In order to join the EU system, the country has removed the guaranteed minimum – or floor price – for a tonne of CO2, a policy that had been unpopular with industry.
Carbon trading systems assign allowances to various high-emitting sectors, which can then be traded. Assigning a value to a tonne of CO2 emissions creates an incentive to reduce them.
The announcement of the linkage has been broadly welcomed by analysts and NGOs and could signal the very first signs of how future global carbon trading could look.
“We knew they were talking to each other but we didn’t expect the news this soon,” said Rob Elsworth, policy officer with Sandbag, an NGO that campaigns for effective emissions trading. “We want a global carbon price and we welcome this linkage if it helps to drive more countries towards that.
Australia had been expected to form the hub around which Asia-Pacific schemes such as those of South Korea, New Zealand and emerging regional plans in China, would aggregate around. The shift towards the EU system could mark it out as the basis for a larger, global platform in the future.
“It’s a very positive step and other countries, particularly South Korea, which is actively building its own system, will be watching with interest,” said Elsworth.

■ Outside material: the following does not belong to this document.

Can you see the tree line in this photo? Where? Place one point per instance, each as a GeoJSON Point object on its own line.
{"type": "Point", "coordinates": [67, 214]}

“The natural thing to do would be to join the other leaders but only time will tell so we mustn’t jump to any conclusions. Now we need to see a comparable level of ambition between members,” he added.
New global market
The news could also have wider implications for the international climate change negotiations.
“The idea of lots of smaller trading systems linking rather than the development of one global platform that everyone participates in, like that which underpinned the Kyoto Protocol’s first commitment period one, could set the tone and give us an idea of what the Durban Platform could offer,” said Dr Steven Knell, Associate Director, European Power Advisory Service IHS CERA.
The international scheme has been dogged by low prices and question marks over the sustainability of some of the carbon offsets used to “cancel out” emissions from industry.
“The UN talks have always been top down but this is an example of where a bottom up progress has legs,” he added. “There could be other countries, such as South Korea joining in 2018 or 2020 but it all remains to be seen.”
The Durban Platform seeks to acquire pledges for emission cuts from all countries rich and poor and would likely be underpinned by a carbon trading platform of some description.
Despite welcoming the move, Knell did warn that there were still questions to be answered over differences in pricing and the scope of the sources of emissions that the EU and Australian systems include.
The EU carbon market is also suffering from an oversupply of emission allowances as a result of the recession and successful environmental policies cutting the CO2 emissions in some industrial sectors.
The oversupply has sent the price of carbon tumbling, weakening the incentive to cut emissions for those included in the scheme.
“This isn’t going to fix the supply problem in the EU system. It is another potential source of incremental demand that can counteract the surplus that has developed. But it’s not a transformative change price-wise. Put it this way though, if the aviation issue is not resolved this doesn’t matter, it would be completely outweighed by what we expect that sector to generate,” said Knell.
Non-EU countries’ airlines are included in scheme if they land or take off in an EU airport. Many including China, Russia and the US are opposed to this inclusion.